The word diversity, especially as it is used in education today, has become a buzz-word that appears regularly in school mottos, mission statements, and informational packets.
What most institutions hope to communicate by using the word diversity is that they do not exclusively accept white students to their school or hire males only in their company.
In writing about diversity, I mean something more.
Yes, part of diversity includes the concepts of race and gender, just as it includes age and religion.
Yet diversity in the classroom can, and should, mean much more.
REFLECTING UPON DIVERSITY IN MY EDUCATIONAL JOURNEY
As I look back upon my 40-year journey in education, I see that it has almost always been diverse on so many levels.
While I did begin in basically a white classroom in MinneSNOWta, my next classroom was diverse with special learning needs. From there I journeyed to Mexico and taught in a multi-cultural school, Colegio de Americano, where I taught in English for half the day and Spanish for the other half of the day. When I arrived in Texas, I taught in a multi-cultural, bilingual, generic special education classroom. It doesn’t get more diverse than that!
However, my years of interacting with students has taught me that diversity in the classroom extends well beyond the categories of race or gender.
DIVERSITY IN LEARNING STYLES
For example, there is the diversity found in learning styles. Not every student learns in the same way. Each one brings to the table a new perspective, a new way of seeing the world.
Equally important to diversity is the idea of multiple intelligences. Many schools tend to focus on logical-mathematical skills. But there are also spatial, linguistic, kinesthetic, musical, interpersonal, intrapersonal, and naturalistic intelligences.
When we limit this list to one or two ways of learning, we cut off the vast majority of students. (And yet we wonder why so many kids say they hate school and dropout rates continue to climb!).

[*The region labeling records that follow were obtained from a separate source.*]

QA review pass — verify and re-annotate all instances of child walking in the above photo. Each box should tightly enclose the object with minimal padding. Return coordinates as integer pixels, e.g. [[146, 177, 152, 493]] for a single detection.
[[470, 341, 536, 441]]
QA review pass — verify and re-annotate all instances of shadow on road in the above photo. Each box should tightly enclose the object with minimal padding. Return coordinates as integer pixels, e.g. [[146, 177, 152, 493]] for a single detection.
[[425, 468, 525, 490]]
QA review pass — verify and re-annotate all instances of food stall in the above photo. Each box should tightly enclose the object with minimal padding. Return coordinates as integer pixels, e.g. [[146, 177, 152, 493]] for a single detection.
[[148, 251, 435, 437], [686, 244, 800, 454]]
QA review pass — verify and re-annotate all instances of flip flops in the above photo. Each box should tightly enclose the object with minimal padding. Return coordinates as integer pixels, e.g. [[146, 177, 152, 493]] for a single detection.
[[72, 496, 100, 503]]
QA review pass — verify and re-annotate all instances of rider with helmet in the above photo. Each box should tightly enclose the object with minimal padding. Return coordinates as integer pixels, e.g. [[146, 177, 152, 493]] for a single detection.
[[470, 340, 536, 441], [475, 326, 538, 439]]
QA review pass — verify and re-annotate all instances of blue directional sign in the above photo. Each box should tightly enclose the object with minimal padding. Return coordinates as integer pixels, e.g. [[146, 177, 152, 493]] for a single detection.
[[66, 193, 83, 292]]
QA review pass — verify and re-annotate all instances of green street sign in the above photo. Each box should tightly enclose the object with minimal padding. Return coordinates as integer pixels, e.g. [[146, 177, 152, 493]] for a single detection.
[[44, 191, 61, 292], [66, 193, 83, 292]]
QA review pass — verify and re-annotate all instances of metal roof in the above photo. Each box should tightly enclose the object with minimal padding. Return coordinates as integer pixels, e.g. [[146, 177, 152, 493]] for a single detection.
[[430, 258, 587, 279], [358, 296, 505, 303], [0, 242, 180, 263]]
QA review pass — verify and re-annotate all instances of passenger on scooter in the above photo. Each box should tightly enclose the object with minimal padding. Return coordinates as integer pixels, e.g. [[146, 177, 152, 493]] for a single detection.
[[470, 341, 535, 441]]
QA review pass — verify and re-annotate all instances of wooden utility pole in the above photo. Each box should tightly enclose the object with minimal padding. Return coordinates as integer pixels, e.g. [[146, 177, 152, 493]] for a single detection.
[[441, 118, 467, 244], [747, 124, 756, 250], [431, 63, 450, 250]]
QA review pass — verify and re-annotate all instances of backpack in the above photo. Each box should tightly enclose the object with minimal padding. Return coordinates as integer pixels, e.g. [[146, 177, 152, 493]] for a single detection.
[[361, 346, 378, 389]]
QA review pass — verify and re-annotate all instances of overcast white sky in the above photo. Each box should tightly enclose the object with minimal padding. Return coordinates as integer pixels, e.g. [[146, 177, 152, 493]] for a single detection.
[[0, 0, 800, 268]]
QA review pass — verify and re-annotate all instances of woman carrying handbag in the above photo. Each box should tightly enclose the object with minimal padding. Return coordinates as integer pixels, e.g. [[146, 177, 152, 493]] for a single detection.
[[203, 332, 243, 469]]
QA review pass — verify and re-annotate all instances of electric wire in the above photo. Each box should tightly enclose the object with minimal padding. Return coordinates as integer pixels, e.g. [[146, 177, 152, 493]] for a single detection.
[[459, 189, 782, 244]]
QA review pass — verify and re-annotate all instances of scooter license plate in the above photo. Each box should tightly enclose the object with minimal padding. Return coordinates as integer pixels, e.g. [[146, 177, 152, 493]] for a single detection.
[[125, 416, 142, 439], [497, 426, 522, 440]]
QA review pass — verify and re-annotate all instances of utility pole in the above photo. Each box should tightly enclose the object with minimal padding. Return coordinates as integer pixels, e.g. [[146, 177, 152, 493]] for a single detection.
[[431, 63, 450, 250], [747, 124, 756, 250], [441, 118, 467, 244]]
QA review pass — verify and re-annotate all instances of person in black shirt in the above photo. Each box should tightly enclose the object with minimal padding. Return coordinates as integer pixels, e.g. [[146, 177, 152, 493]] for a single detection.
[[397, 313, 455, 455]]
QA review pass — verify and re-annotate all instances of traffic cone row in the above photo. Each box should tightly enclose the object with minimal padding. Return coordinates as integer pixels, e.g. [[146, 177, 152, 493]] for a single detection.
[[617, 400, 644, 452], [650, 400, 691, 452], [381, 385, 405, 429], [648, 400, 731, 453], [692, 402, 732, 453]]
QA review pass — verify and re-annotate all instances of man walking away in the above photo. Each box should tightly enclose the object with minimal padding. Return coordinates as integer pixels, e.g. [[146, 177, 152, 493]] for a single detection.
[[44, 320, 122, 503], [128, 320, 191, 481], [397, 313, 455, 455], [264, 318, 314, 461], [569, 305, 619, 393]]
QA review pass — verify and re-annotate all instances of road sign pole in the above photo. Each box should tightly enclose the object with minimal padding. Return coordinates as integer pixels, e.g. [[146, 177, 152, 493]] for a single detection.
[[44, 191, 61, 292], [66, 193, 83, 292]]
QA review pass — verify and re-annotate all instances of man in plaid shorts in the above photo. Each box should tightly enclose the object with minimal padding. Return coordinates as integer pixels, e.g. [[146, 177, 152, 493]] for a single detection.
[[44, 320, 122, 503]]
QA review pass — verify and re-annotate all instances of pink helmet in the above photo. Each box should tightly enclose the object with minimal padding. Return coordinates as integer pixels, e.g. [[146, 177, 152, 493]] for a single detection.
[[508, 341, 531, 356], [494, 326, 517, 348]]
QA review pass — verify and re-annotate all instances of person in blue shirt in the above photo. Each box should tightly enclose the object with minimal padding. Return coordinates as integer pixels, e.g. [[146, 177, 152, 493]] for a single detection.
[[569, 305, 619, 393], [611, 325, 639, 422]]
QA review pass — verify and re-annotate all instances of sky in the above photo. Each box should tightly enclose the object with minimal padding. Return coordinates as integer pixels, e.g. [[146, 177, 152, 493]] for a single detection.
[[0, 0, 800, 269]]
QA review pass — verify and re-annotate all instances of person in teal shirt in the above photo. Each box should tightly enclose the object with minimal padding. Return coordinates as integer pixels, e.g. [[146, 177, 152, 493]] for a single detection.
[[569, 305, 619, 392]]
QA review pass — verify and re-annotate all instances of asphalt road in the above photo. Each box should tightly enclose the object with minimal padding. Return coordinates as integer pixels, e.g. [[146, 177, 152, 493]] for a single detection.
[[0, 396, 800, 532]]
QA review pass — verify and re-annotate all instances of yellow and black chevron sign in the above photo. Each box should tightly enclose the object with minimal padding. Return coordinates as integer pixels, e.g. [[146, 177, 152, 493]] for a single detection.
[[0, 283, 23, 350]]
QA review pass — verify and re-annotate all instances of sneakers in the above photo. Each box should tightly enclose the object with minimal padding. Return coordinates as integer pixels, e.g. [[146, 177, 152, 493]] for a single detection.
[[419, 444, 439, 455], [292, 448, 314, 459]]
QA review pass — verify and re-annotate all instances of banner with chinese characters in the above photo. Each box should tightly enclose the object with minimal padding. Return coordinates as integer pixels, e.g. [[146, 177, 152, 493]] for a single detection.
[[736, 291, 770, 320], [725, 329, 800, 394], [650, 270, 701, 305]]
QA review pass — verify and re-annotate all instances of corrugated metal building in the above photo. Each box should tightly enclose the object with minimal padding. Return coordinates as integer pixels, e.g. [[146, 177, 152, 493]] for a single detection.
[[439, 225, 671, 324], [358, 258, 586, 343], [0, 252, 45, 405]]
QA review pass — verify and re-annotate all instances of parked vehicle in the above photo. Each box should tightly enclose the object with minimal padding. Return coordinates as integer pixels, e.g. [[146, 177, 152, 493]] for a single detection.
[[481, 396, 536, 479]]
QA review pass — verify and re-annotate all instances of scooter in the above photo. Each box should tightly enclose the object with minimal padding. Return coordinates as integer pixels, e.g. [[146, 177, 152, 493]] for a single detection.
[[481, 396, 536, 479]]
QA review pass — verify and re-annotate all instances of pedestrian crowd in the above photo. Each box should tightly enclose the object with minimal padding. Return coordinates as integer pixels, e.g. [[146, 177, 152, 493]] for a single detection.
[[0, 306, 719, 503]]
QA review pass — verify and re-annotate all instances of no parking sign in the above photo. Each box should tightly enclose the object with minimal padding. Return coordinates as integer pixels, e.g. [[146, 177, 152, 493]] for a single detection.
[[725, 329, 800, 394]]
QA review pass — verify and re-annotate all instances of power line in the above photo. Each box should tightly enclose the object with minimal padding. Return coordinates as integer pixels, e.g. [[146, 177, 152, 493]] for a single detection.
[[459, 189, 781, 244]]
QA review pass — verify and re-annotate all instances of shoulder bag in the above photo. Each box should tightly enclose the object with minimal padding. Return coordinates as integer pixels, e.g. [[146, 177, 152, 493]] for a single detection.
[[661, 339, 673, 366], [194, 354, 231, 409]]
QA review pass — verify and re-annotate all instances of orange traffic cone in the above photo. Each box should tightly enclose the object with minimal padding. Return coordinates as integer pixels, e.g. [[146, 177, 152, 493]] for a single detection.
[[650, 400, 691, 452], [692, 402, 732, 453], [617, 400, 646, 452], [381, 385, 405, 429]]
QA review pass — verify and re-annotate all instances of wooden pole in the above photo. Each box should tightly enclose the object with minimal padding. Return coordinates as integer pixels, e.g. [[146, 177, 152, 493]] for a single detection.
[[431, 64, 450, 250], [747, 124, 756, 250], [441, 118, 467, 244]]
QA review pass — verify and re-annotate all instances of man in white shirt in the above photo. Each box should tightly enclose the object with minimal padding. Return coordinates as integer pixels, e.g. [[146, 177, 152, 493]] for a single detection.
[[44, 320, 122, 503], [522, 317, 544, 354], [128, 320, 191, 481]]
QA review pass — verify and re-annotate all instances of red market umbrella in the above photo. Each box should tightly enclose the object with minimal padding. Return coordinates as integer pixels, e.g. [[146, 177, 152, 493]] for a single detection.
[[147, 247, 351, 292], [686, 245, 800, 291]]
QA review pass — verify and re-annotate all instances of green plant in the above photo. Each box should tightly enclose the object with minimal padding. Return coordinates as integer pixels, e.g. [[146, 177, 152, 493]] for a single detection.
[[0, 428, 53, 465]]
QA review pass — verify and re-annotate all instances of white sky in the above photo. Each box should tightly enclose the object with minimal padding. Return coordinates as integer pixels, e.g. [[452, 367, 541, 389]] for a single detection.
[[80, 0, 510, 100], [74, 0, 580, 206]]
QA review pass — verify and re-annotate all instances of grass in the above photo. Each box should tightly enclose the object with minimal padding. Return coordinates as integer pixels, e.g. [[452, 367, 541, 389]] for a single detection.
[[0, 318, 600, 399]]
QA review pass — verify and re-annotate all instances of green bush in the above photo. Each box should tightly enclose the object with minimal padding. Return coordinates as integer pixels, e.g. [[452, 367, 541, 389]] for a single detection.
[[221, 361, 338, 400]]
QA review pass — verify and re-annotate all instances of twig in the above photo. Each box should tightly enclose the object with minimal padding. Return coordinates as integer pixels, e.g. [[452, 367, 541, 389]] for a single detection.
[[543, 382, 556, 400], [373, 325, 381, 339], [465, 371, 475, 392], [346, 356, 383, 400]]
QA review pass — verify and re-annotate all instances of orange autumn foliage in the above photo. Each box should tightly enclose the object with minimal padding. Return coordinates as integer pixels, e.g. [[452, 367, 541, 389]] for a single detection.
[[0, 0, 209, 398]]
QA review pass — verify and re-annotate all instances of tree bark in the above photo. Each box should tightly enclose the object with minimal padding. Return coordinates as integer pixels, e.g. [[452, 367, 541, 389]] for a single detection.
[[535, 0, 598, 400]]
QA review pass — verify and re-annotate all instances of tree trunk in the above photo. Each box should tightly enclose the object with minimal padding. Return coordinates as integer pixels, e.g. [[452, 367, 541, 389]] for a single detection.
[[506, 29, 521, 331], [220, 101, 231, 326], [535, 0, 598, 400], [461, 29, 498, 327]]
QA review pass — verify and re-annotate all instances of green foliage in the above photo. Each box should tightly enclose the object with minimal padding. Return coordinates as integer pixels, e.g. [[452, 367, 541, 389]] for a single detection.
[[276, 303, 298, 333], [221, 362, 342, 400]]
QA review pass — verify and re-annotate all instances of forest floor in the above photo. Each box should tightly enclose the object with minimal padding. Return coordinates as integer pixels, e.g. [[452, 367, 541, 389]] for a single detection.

Another important factor for diversity is that of personality. Some work better in groups, others alone. Some can generate ideas as easily as breathing, while others excel in carrying out the steps that bring that vision to life. You need the outgoing people just as you need the introverted. Each one is important.
Just as a body needs all its parts, so too does any successful, diverse classroom need to utilize the full range of its various students, as well as its teachers.
Unfortunately, many schools take too narrow a definition of diversity. Some do so by only focusing on the category of race, others by limiting the curriculum and teaching methods so that only the visual, left-brain learners feel comfortable and find success.
With the type of diversity I am suggesting, a small classroom of male kindergarten Hispanic students taking advantage of their diverse personalities, learning styles, and intelligences is capable of expressing more diversity than a large classroom full of varying ages and races who only complete worksheets all day long.
Just as a family can grow in richness from adding new members, so, too, can classrooms benefit from embracing diversity – and not simply national or racial diversity but from truly exploring and taping into the many unique gifts and traits each learner possesses.
May I challenge each school and teacher to increase their diversity, all without adding more students but by simply finding fuller expression of the hidden diversity already present. A classroom should become like a family unit in how it functions, where each member cares for each other, looks out for the needs of the other, and supports one another.